Previous treatments include tricyclic antidepressants such as imipramine, clomipramine or protriptyline. Monoamine oxidase inhibitors may be used to manage both cataplexy and the REM sleep-onset symptoms of sleep paralysis and hypnagogic hallucinations.

In clinical practice, venlafaxine and clomipramine are the most common antidepressants used to treat cataplexy. If the patient wishes to have a sedative effect, then clomipramine is prescribed. The effect of these drugs is to suppress the REM component and to increase the brainstem monoaminergic levels. Improvement can be seen within 48 hours after the drug is administered and at doses smaller than the ones used in depression. Nonetheless, antidepressants are not approved by the FDA for the treatment of cataplexy; some jurisdictions have approved clomipramine for this use, however. Frequently, tolerance is developed by the patients and typically the risk of cataplexy rebound, or "status cataplecticus", appears when their intake is abruptly interrupted.

===Future treatments===

====Immune-based therapies====

Narcolepsy with cataplexy is considered an autoimmune-mediated disorder, so some therapies based on this hypothesis have been developed. Immunological therapies developed include:
- Corticosteroids: after testing in 1 human and 1 canine case it proved to be ineffective, so is less likely to be further used.
- Intravenous immunoglobulins (IVIgs): it may decrease the symptoms but its effectiveness is still subjective and unconfirmed by the placebo-controlled trials.

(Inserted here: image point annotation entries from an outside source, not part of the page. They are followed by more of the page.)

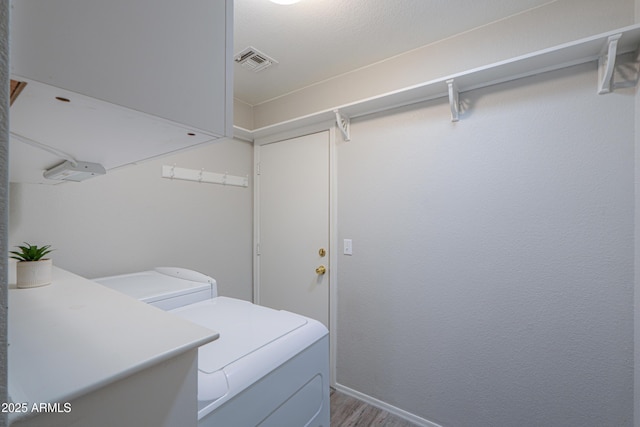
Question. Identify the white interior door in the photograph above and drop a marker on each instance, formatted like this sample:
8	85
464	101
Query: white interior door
293	235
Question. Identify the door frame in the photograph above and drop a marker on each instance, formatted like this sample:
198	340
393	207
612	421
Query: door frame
333	229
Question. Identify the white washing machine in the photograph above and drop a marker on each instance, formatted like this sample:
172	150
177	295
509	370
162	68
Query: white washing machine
268	368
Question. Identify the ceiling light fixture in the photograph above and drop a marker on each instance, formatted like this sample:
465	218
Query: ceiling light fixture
285	1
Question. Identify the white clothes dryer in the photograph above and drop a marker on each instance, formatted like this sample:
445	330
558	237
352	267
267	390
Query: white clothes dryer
268	368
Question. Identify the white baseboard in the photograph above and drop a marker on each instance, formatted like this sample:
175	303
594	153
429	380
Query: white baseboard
385	406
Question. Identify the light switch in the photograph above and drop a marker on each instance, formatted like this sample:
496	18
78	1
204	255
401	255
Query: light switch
348	247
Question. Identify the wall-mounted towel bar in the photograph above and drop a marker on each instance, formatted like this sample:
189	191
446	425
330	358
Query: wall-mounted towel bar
200	175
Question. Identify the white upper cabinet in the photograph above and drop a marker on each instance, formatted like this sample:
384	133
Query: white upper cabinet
119	81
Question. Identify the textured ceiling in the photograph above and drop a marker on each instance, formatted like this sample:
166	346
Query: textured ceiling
315	40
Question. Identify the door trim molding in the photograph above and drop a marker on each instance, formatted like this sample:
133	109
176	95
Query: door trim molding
330	128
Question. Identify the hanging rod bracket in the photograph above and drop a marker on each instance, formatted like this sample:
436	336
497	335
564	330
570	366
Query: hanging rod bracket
344	124
454	102
607	63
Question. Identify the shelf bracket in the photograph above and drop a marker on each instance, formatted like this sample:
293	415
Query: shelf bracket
454	102
344	124
607	63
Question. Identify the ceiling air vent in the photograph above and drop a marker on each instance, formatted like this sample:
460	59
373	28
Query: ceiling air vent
254	60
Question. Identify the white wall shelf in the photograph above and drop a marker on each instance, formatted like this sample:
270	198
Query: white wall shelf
589	49
200	175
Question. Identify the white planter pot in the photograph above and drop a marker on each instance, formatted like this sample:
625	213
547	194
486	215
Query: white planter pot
31	274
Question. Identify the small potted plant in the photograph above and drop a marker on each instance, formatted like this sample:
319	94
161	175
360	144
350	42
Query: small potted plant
32	269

It was suggested that sometimes it might have life-threatening side effects. Nevertheless, after giving this treatment to a patient with undetectable orexin levels in the cerebrospinal fluid after only 15 days after the disease onset, the cataplexy was improved and the orexin levels started to normalise.
- Plasmapheresis: should be similar with IVIgs but it is more invasive, and for it even less data is available.
- Immunoadsorption
- Alemtuzumab

====Histaminergic H3 receptor inverse agonist====
The histaminergic neurons have a very important role in preserving consciousness and in helping maintain wakefulness and remain active during cataplexy. In narcolepsy, there seems to be an increase in these neurons, possibly to compensate for hypocretin loss. A promising therapy would be to increase the activation of histaminergic neurons by an inverse agonist of the histamine H3 receptor, which enhances histamine release in hypothalamus. An inverse agonist of the histamine H3 is Pitolisant. Results after testing on animals have indicated increased wakefulness in normal animals, decreased sleepiness and blocked the abnormal transitions from REM sleep to awake state in the hypocretin knock-out mice. Placebo-controlled studies also suggest some positive effects of Pitolisant on cataplexy symptoms increasing the levels of alertness and wakefulness.

==Protective devices==
There are several protective devices used that can help to manage the dangers as a results of falls due to cataplexies:

- Orthopedic helmets: A protective orthopedic helmet can help prevent severe head injuries in case of falls.
- Wheelchair: People with cataplexies may experience falls or other dangerous situations outside their home. A wheelchair can provide a safe and comfortable way for them to move around and should be used as part of standard therapy in those with more than two to three cataplectic attacks per week.
- Crutches: These devices can help them maintain balance and slow down possible falls.
- Orthoses: Orthoses are devices that are worn on the body to support or correct the alignment of the joints. They can be used to help people with narcolepsy maintain their balance and prevent falls.
- Alarm devices: Alarm devices, such as a bed alarm or a wearable alarm, can be used to alert caregivers or family members if the person with narcolepsy is about to fall asleep unexpectedly.
It is important for people with narcolepsy and cataplexy to work with their healthcare team to determine the best protective devices for their specific needs and to ensure their safety and well-being.

==Research==
Research is being conducted on hypocretin gene therapy and hypocretin cell transplantation for narcolepsy-cataplexy.